Do you have a ‘Chaos Monkey’ in your management system? You should.

Many organizations have a Risk Management function of some sort. Often scattered amongst different constituencies: manufacturing, engineering, R&D etc. It is also embedded in Quality Systems, such as ISO. Financial institutions, or indeed financial functions within the company, will have some form of system. However, the variations in depth and seriousness are enormous. From well-defined  ‘stress tests’ imposed on banks, to a vague list of potential risks with no more than lip service paid to actions, and one can find anything in between.

In my consulting experience, outside the most standardized areas of operations, in this area of Risk Management, I’ve seen more lip service and bad planning than the opposite.

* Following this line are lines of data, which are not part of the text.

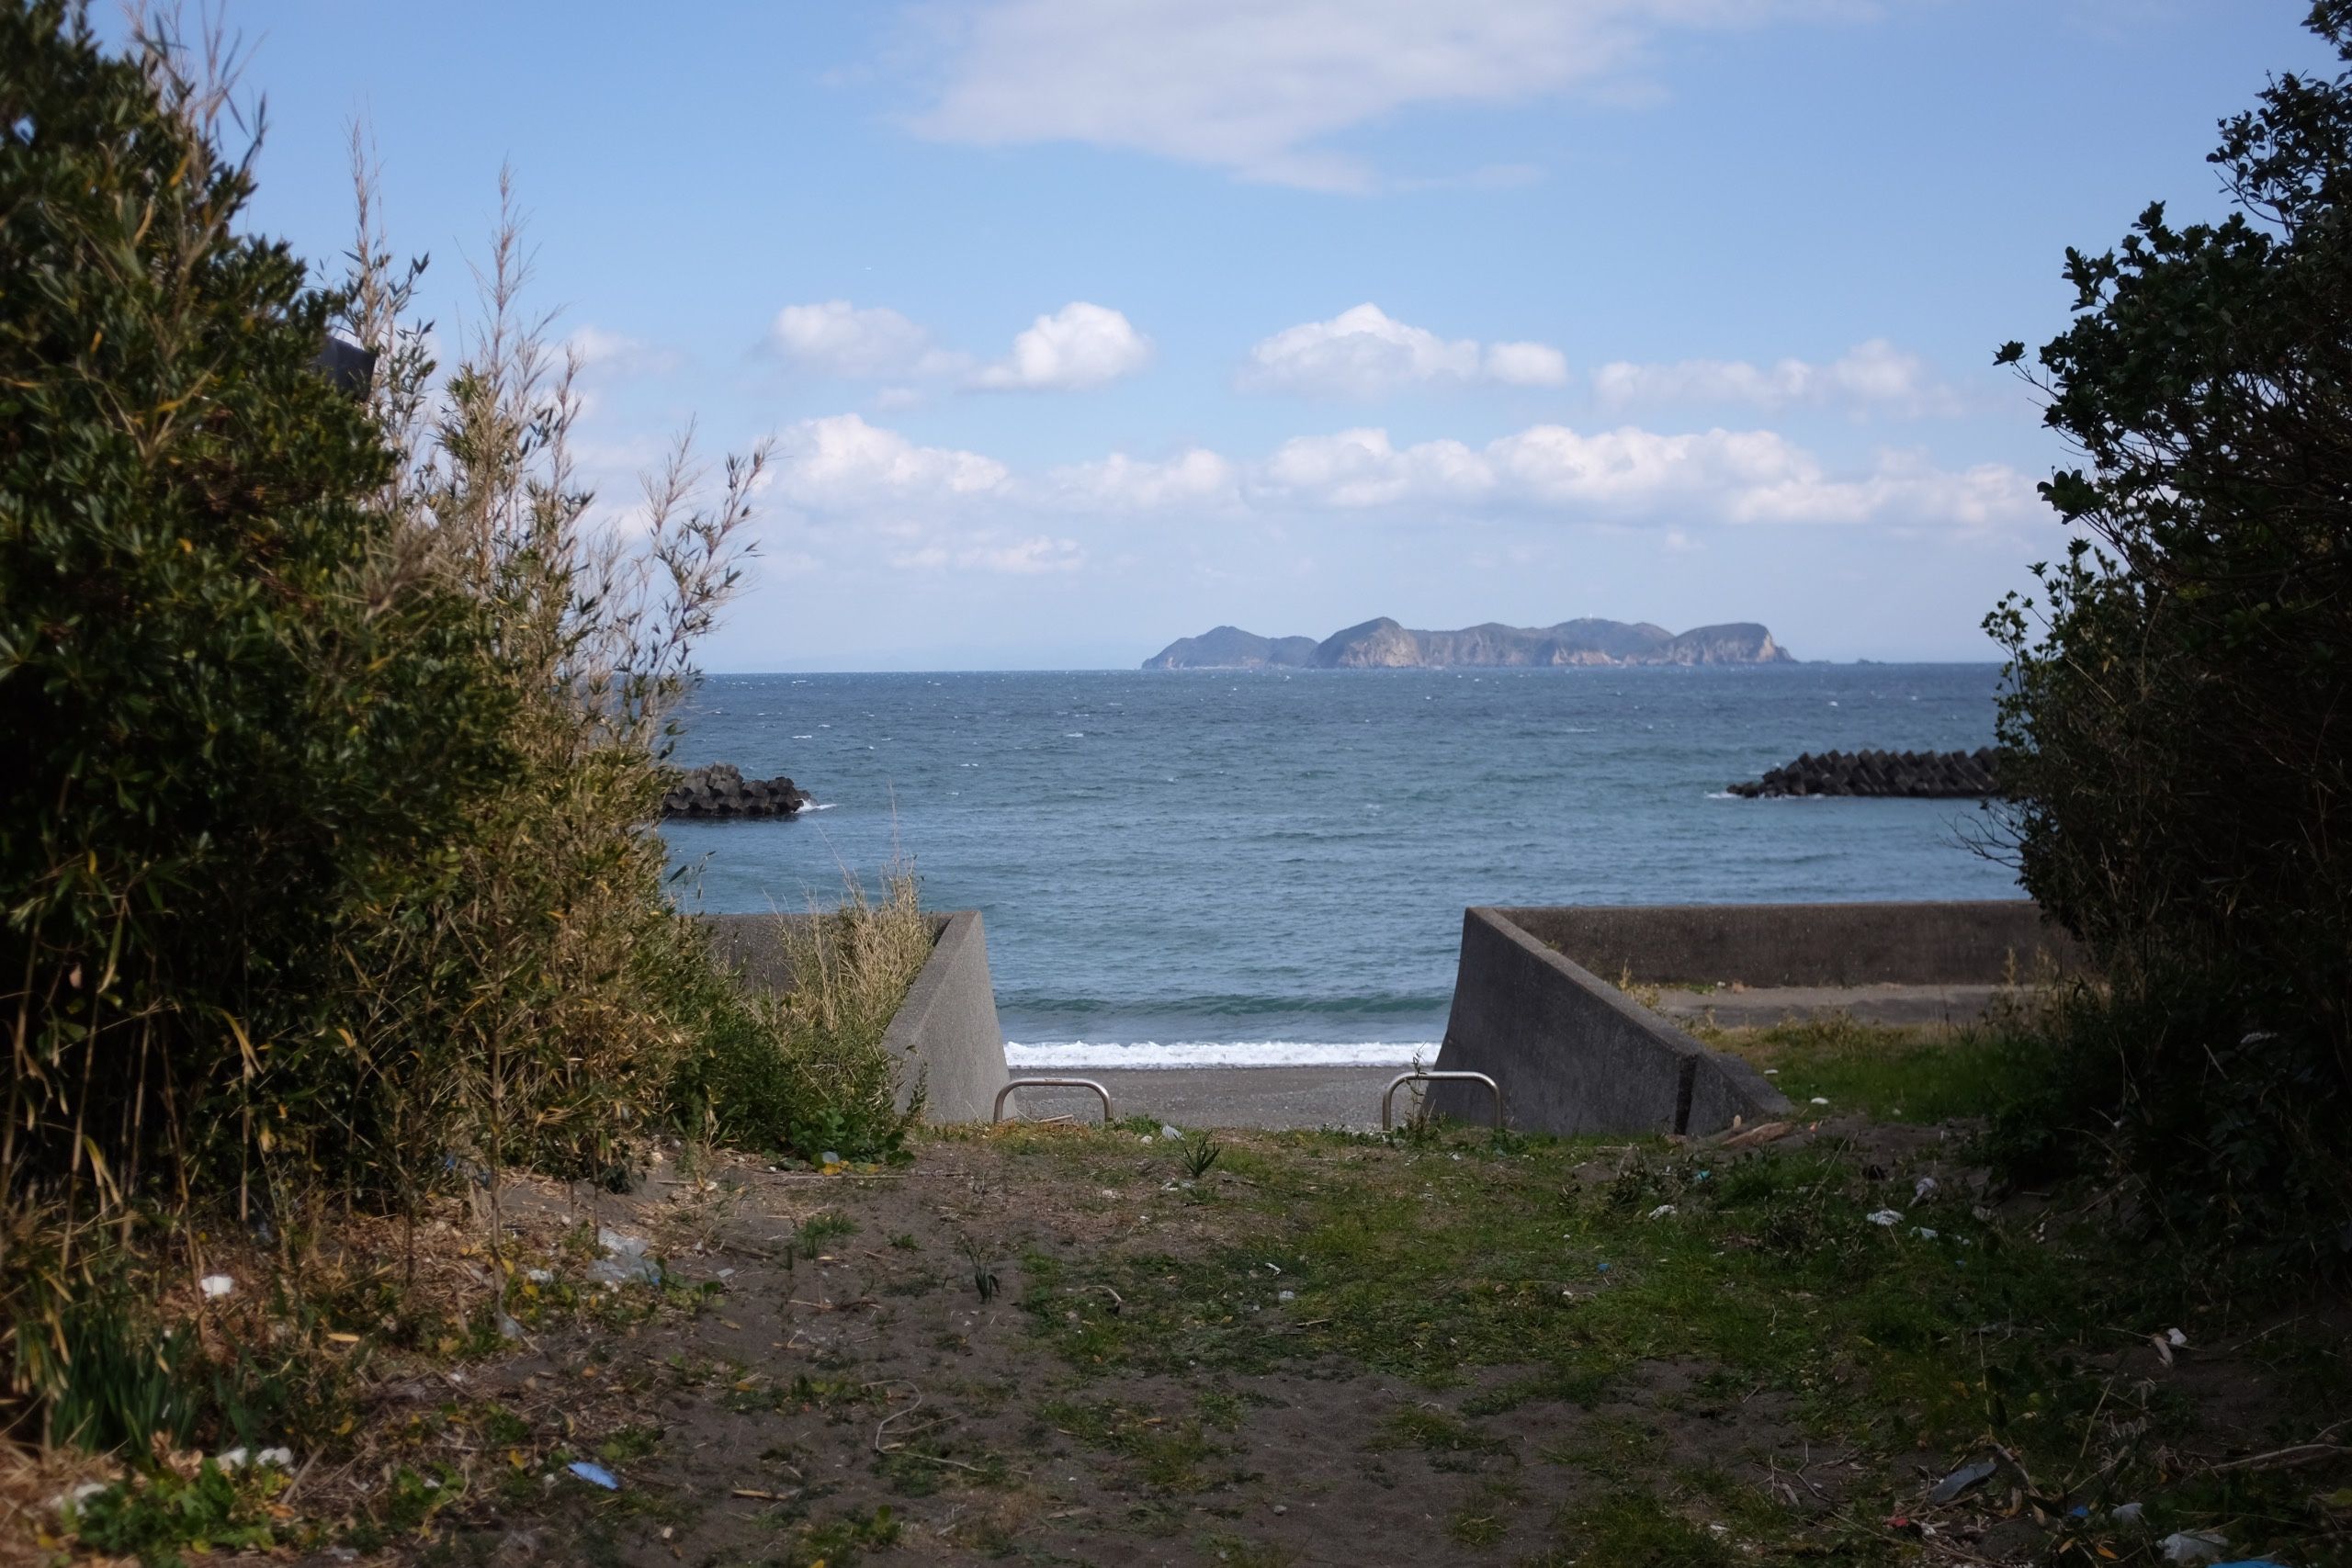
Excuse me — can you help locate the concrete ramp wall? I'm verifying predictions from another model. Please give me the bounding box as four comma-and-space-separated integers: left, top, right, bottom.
1502, 901, 2084, 988
701, 910, 1010, 1123
1431, 899, 2080, 1137
1429, 908, 1786, 1136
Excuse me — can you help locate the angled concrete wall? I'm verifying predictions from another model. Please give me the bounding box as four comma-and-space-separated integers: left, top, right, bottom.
1430, 908, 1788, 1136
700, 910, 1010, 1123
1501, 901, 2084, 988
1431, 899, 2081, 1138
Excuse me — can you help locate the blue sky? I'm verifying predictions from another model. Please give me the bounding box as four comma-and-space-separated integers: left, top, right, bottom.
198, 0, 2331, 668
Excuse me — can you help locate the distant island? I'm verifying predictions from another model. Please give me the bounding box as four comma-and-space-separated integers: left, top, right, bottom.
1142, 616, 1795, 670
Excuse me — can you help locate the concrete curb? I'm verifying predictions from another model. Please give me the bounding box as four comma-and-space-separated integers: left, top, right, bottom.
700, 910, 1010, 1124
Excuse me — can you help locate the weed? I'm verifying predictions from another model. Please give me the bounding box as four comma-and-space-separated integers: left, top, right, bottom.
1182, 1133, 1225, 1179
797, 1212, 858, 1252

I have argued in these Daily Thoughts [1] that companies need to devise their own routine ‘stress tests’, beyond the financials, to understand their adaptability and indeed survival. But I’d like to take this further and suggest that these ‘stress tests’ need to be formalised in the leadership capabilities.

A good model is Netflix’s ‘Chaos Monkey’. This is how the successful video streaming company, with lots of avant-garde organizational and management structures, defines their ‘Chaos Monkey’: ‘A tool that randomly disables our production instances to make sure we can survive this common type of failure without any customer impact. The name comes from the idea of unleashing a wild monkey with a weapon in your data center (or cloud region) to randomly shoot down instances and chew through cables — all the while we continue serving our customers without interruption. By running Chaos Monkey in the middle of a business day, in a carefully monitored environment with engineers standing by to address any problems, we can still learn the lessons about the weaknesses of our system, and build automatic recovery mechanisms to deal with them. So next time an instance fails at 3 am on a Sunday, we won’t even notice’.

I think we should hire some of these Monkeys, with proper role descriptions, (OK, job sharing allowed, but not working from home), and give them the formal role of generating some chaos to test our abilities and resilience. And, as in my previous Daily Thought, I am not talking software or technology but in day-to-day business: hiring, product recalls, sudden acquisitions, etc.

Before you make the expected and easy joke that you do already have those Monkeys in your organization, and they are sitting in Marketing, or Sales, or HQ, or, indeed you have some in your own team producing havoc, I’d like you to consider the serious ‘Chaos Monkey’ that I am talking about.

OK, end of playing with words. Do consider formal simulations of how you will cope with unexpected issues, and do extend this to the ‘soft aspects’ of your management, not just the hard ones.

Instead of cables and servers ‘a la Netflix’, imagine processes, systems, your human capital. Do you really know how many people you have ‘at risk’ of leaving soon, and, if you do, do you really have a plan for that.